Phew, that sounds like paradise compared to where we are now! Thank god for the people making it happen, Dave 🙂
Hi Eloise
Funnily enough, I’ve been thinking about this recently. Our next south London ‘philosophy club’ is about whether capitalism is the best way forward, so as usual, the first task is to define the terms.
But I do think the term itself is a red herring. What I’m talking about is what currently exists, whatever we call it. And we’ve already gone way past what Adam Smith or Karl Marx would have recognised as capitalism. It’s now a weird sort of ‘financialism’ that exists only to concentrate wealth, whatever the consequences.
What we have is an M-C-M’ economy (have money, invest in commodities, to make more money), rather than a C-M-C economy (produce commodities, receive some money / exchange medium for them, buy commodities produced by other people). The former allows people to gain wealth from other people’s work (therefore wealth will concentrate), the latter doesn’t.

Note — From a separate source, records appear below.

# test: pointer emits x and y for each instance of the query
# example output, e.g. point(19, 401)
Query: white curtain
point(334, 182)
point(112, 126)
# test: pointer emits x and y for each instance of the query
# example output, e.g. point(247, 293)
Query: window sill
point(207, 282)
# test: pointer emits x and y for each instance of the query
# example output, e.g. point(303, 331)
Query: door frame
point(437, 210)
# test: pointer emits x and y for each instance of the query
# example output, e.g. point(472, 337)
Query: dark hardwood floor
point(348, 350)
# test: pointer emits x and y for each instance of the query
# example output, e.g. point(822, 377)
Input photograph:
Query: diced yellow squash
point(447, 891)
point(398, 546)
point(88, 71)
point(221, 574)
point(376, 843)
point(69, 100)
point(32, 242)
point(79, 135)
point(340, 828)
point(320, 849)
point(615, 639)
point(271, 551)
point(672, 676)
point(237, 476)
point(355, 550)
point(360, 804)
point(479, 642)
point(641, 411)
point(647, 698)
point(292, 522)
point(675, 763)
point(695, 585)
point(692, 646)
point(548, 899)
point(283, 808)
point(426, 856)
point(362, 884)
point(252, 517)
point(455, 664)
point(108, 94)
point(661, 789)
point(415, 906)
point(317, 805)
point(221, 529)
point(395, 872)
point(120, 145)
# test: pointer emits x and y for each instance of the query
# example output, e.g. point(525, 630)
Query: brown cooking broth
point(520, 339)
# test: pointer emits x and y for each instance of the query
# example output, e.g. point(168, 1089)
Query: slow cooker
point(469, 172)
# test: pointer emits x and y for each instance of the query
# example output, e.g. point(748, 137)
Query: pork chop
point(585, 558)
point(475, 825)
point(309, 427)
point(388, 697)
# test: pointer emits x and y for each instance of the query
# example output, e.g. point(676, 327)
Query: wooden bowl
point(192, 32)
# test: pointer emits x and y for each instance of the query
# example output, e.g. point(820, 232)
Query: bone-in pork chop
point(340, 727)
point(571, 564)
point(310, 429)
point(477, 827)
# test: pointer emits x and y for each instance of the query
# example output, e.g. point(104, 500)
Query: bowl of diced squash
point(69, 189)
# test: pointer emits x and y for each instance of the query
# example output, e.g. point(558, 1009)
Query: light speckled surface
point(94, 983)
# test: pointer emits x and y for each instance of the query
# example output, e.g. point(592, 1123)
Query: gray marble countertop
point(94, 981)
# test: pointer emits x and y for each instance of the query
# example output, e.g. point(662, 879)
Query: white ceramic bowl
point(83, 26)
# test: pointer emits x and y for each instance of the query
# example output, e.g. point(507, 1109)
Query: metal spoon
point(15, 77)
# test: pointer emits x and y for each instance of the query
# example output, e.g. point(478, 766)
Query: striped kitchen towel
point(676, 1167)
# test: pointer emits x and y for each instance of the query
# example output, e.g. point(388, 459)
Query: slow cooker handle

When I say ‘interventions’, I guess that includes passive interventions too, like not collecting taxes properly from multinational corporations.
Yes – the Centre for a Stateless Society – https://c4ss.org/ – use the term ‘freed market’ (as an aspiration) rather than free market, to make it clear that the current economy doesn’t involve a free market at all.
Their position (which I agree with) is that wealth wouldn’t concentrate in the first place without state assistance for the corporate sector, because small businesses would out-compete them. When you think that independent coffee shops still exist even though Starbucks pay virtually no tax, then how would Starbucks compete if they did? Plus all the other benefits that the state provides to giant businesses – giving them contracts, bailing them out, building infrastructure for them, sitting on their boards, and even regulations – even if they’re good regulations – provide a barrier to entry for small businesses, because they’re so expensive to comply with. Their point is that economies of scale for giant corporations are actually an illusion – only possible with the help of the state. Plus people don’t tend to like being told what to do all day. Personal autonomy and meaningful work are key components of mental health imo.
‘a society with a market instead of a market society’ – yes, I like that. Otherwise how do we allocate resources? The state again? God, no.